Há quem diga que a realidade é una, bem sei, como há quem
diga que a realidade é múltipla. Vou na segunda hipótese.
Vamos lá a ver uma coisa. Vivemos num primeiro país que nos
é apresentado pelos poderes públicos, pelos senhores ministros, com estoiros de champanhe comemorativos da treta da saída limpinha, limpinha, limpinha, quer-se dizer, da nossa derrota moral e material às mãos da troika, facto que para eles significa uma auspiciosa reinauguração da esperança
(tantas vezes inaugurada nos últimos 40 anos), do vá-lá-é-uma-merda-mas-podia-ter-sido-pior, ou do vamos-a-ver-o-que-é-que-isto-dá-e-como-é-que-a-malta-se-safa-desta.

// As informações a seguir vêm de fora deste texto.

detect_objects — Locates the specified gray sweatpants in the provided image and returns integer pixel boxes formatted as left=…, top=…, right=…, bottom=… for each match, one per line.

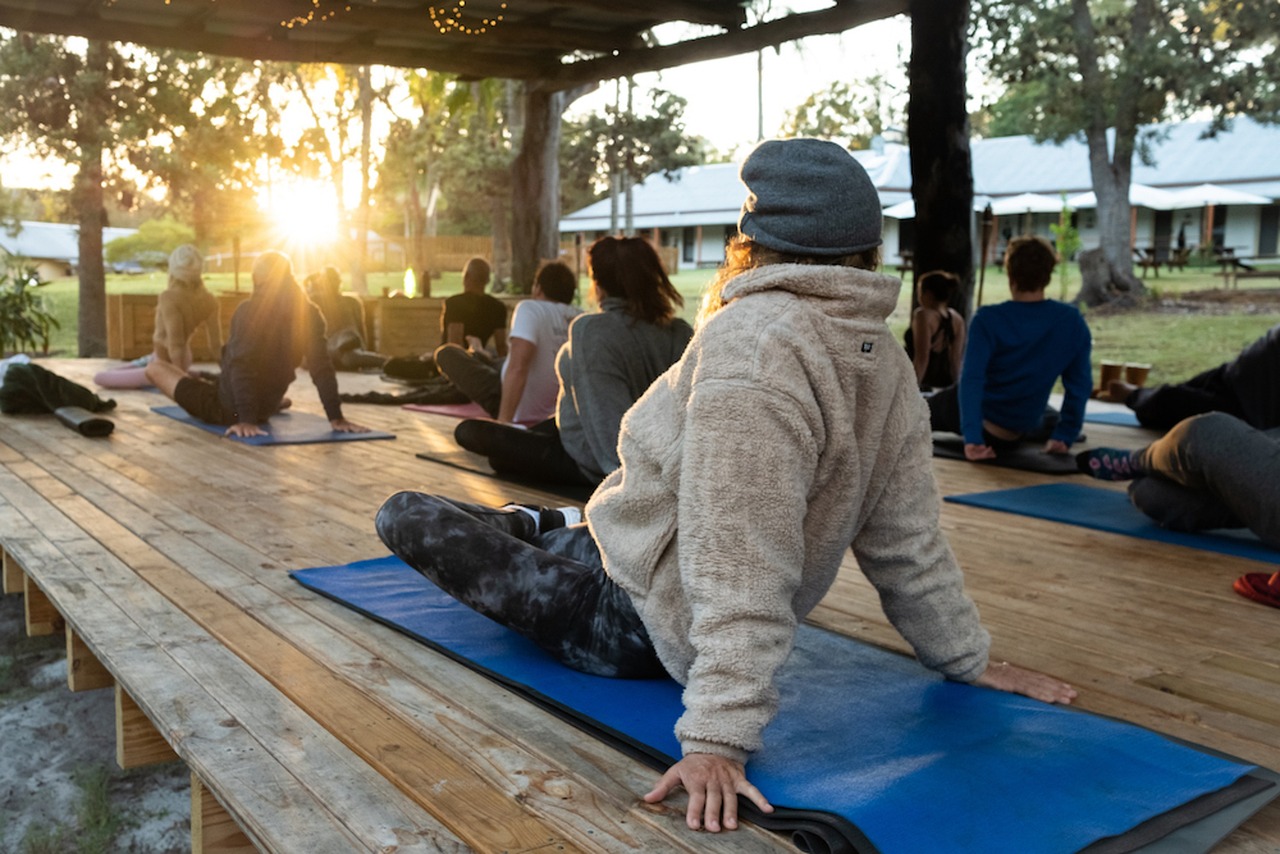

Os nossos poderes constituídos têm em nós um país artilhado
para proveitos próprios, e do qual muito se orgulham, e pelo qual festejam símbolos
nacionais como o sol, a praia, o bacalhau, as sardinhas, o fado, a selecção, o
Benfica, o turismo; e mais os feitos universais das nossas artes, das nossas
ciências, e mais a História, os Descobrimentos, o 25 de Abril…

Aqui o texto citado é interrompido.